Background

This blog post explores the challenges of applying a Behavior-Driven Development (BDD) approach to UI development using VisualTest. In addition to giving a high-level introduction to BDD, I’ll describe a technique called Approval Testing that complements traditional assertion-based testing to give developers clearer visibility of the correctness of their implementation.

What is BDD?

BDD is an agile development approach in which three practices are applied to each story/backlog item: Discovery, Formulation, and Automation. Much has been written about BDD and there are many good introductory articles available, but here I’d like to stress that these practices must be applied in the correct order.
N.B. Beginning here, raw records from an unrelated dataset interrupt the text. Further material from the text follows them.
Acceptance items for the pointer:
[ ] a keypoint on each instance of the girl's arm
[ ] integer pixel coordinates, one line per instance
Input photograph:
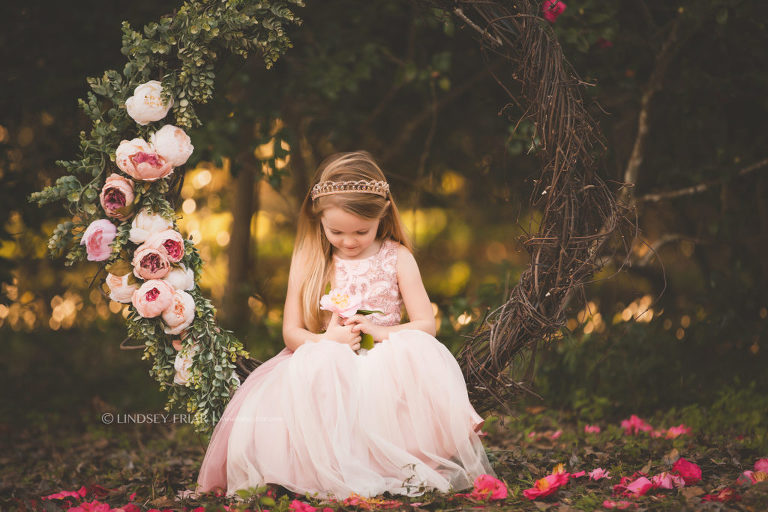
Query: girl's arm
(294, 334)
(414, 295)
(415, 299)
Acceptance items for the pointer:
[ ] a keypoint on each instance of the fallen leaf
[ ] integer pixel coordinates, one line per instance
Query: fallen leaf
(692, 492)
(671, 457)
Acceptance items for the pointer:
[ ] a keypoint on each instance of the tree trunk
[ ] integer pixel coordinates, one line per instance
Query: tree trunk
(235, 311)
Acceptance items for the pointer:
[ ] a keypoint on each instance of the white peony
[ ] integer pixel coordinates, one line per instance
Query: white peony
(181, 278)
(183, 364)
(146, 224)
(180, 314)
(146, 104)
(173, 144)
(121, 288)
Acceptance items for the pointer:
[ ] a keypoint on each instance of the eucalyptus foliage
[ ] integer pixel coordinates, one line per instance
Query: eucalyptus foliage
(182, 50)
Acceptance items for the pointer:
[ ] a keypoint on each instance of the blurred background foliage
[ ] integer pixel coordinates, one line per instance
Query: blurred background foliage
(684, 323)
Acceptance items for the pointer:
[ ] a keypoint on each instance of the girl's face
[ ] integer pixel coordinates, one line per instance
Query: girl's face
(349, 234)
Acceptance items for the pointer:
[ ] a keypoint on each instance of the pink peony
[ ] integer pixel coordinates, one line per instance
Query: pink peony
(146, 224)
(546, 486)
(169, 242)
(300, 506)
(552, 9)
(117, 196)
(139, 160)
(146, 104)
(150, 263)
(121, 288)
(340, 302)
(634, 425)
(98, 238)
(673, 432)
(152, 298)
(180, 313)
(690, 472)
(183, 364)
(173, 144)
(667, 481)
(599, 474)
(488, 488)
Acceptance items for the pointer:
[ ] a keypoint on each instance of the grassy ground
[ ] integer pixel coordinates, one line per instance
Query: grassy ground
(157, 460)
(57, 387)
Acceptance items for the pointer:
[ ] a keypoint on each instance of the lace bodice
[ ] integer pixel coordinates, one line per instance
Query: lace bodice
(375, 279)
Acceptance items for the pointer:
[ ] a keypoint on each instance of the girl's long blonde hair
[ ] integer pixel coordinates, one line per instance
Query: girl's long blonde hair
(312, 250)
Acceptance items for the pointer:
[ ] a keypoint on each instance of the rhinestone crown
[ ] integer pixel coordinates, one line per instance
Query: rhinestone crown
(325, 188)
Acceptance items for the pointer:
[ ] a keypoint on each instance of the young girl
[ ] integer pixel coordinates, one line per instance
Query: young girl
(318, 417)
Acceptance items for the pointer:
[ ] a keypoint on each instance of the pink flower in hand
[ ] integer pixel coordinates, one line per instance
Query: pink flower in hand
(98, 238)
(552, 9)
(340, 302)
(690, 472)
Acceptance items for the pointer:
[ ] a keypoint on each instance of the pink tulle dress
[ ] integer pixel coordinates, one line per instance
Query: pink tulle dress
(327, 421)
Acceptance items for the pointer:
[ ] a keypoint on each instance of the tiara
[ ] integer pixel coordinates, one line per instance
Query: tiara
(325, 188)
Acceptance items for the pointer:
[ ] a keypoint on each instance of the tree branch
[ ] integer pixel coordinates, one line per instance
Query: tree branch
(653, 85)
(701, 187)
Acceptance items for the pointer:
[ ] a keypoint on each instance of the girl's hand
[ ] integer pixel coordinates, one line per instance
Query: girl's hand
(342, 333)
(361, 323)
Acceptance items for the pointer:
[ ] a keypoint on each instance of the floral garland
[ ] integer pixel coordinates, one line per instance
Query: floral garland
(125, 220)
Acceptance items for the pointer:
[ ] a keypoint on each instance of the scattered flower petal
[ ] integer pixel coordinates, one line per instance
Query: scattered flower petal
(599, 474)
(690, 472)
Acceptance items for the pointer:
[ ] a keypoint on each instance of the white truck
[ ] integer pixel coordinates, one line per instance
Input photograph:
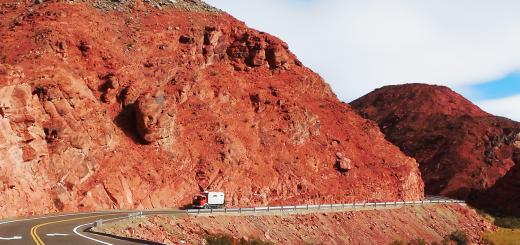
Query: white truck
(209, 199)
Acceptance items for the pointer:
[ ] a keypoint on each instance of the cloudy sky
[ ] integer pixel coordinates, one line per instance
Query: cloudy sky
(472, 46)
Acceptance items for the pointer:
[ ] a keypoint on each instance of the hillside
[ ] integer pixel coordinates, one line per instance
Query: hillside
(462, 150)
(430, 223)
(142, 104)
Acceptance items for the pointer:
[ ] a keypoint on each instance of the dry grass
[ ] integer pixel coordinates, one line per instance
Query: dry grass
(503, 236)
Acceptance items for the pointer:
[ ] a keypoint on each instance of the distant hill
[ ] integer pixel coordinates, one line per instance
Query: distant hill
(462, 150)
Discovery, then Formulation, then Automation.

https://cucumber.io/docs/bdd

In the context of BDD, Automation means the writing of test code before the code under test has been written. Just like Test-Driven Development (TDD), the failing automated test drives the development of the production code. There are two implications of this approach:

Every test should be seen to fail when it is written and seen to pass when the correct production code is implemented. Never trust a test that you haven’t seen fail.
The automation code must be written either by the people who will write the production code or by someone who is collaborating very closely with them.

Should automation be end-to-end?

There’s a common misconception that all BDD scenarios will be automated end to end, exercising the entire application stack. Since each BDD scenario is only intended to specify a single business behavior, using an end-to-end approach for each one would be incredibly wasteful:

Runtime – end-to-end tests take longer to run than tests that exercise specific areas of the code.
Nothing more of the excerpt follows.